A Different Kind of Vacation

Last week we took our annual trip to Lake of the Ozarks in Missouri. It’s always a fun week of boating, swimming, shopping, eating at fun lakeside restaurants, riding the wave runner, and relaxing by the pool. It’s a typical week-long vacation – you know, a break from the responsibilities and “shoulds” of everyday life. What better opportunity for me to begin working on my little “I’m going to be a more relaxed person from now on” experiment? Let the relaxing begin, right?

Wrong! Unfortunately, I forgot to take into consideration that I am the mother of an active toddler and there is no vacation from that role. There is no vacation from planning her meals and naps, from coming back to the condo early to avoid a late bedtime, from keeping one eye - and also often a hand - on her at all times to prevent her from falling into the pool or eating rocks. When we went out to eat, Matt and I took turns following her around the restaurant as she weaved through all the tables and blew kisses to random strangers. When we went to the pool, we took turns following her around the deck, steering her away from the deep end and the stairs and other people’s beach bags.

Sure, I still got to read a little and jet-ski a little and go out on the boat a little and sit in the sun a little, but I can’t help but compare it to all my past vacations where I did all of those things a lot. Vacations where I got to enjoy a cup of coffee in the morning and a glass of wine before dinner. Vacations where I got to eat every meal without any interruptions. Vacations where I didn’t have to spend time every day in the condo because my kid needed a nap. Throughout the week I saw lots of people reading books and sunning themselves, and I wondered how long it would be before I would have some of my freedom back.

At one point, I was following Reese around the pool deck and people kept making comments like, “Thirteen months, huh? Such a fun age!” An older man hanging out in the shallow end said, “Ah, the walking-like-Frankenstein stage! Isn’t it cute?” Another mom sitting at a table with her kids said, “They never seem to get tired, do they?” After about the 4th comment from an obviously seasoned parent, something clicked for me. I realized that all of these people have done this. They’ve all been here. They’ve all sacrificed parts of their summer vacations during the demanding toddler years. They all probably struggled with the guilt of wishing for a little more freedom. And they all got their wish.
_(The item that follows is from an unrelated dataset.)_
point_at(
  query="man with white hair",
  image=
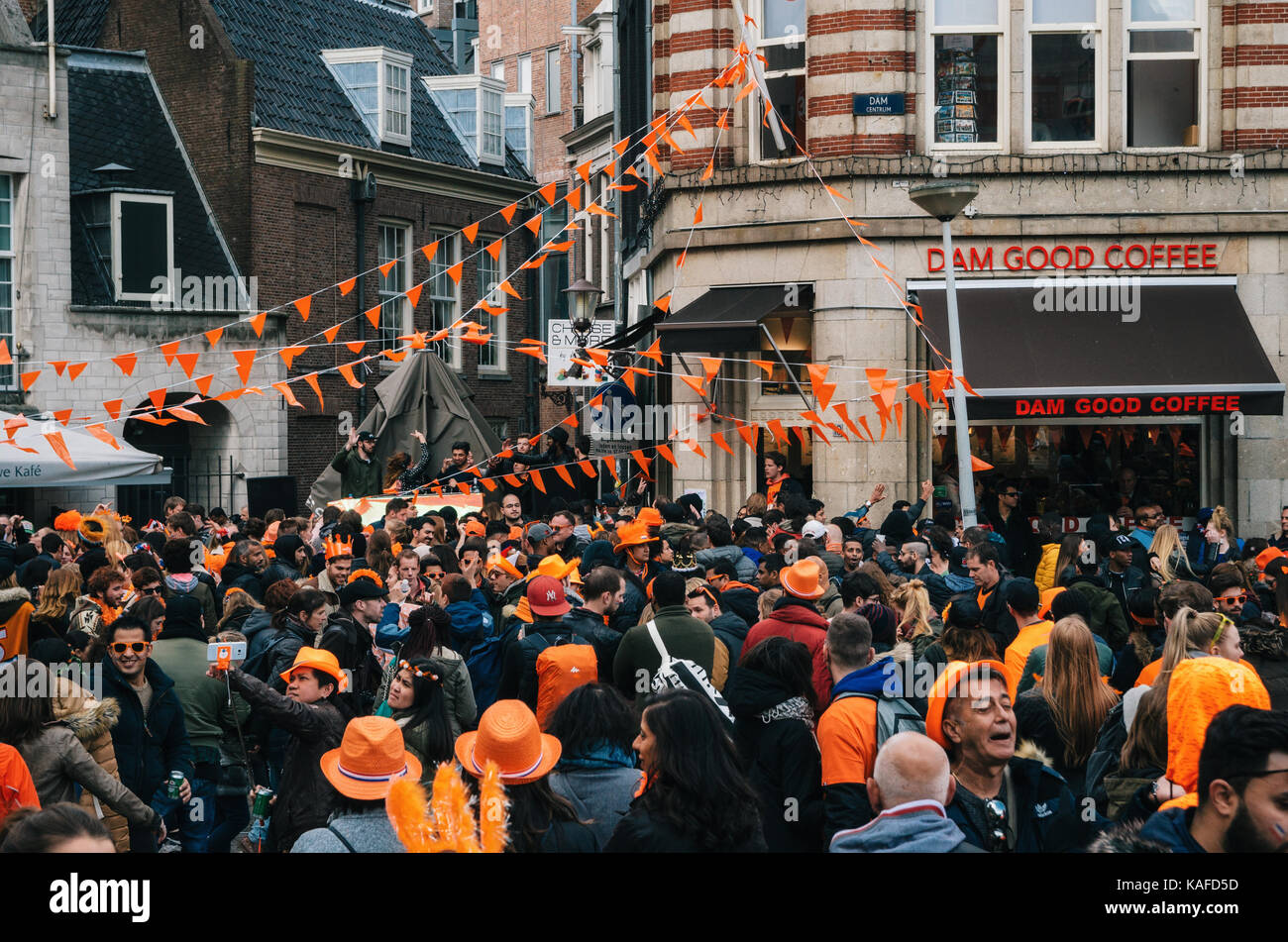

We all get our wish eventually. We all get our freedom back. But all that means is that our toddlers aren’t toddlers anymore, and they’ll never be toddlers again. I had lots of freedom before Reese and I’ll get that freedom back when she’s older, but I only get a short time in this stage. I can read books in the sun for the rest of my life, but I only have a few years of ending my day on the boat a little early so I can go upstairs and feed and bathe and snuggle my baby. When I think about it like that, it’s easier to pass on the extra relaxation time. It’s easier to make those sacrifices. And it’s easier to enjoy the kind of vacation that comes with being the mother of a toddler.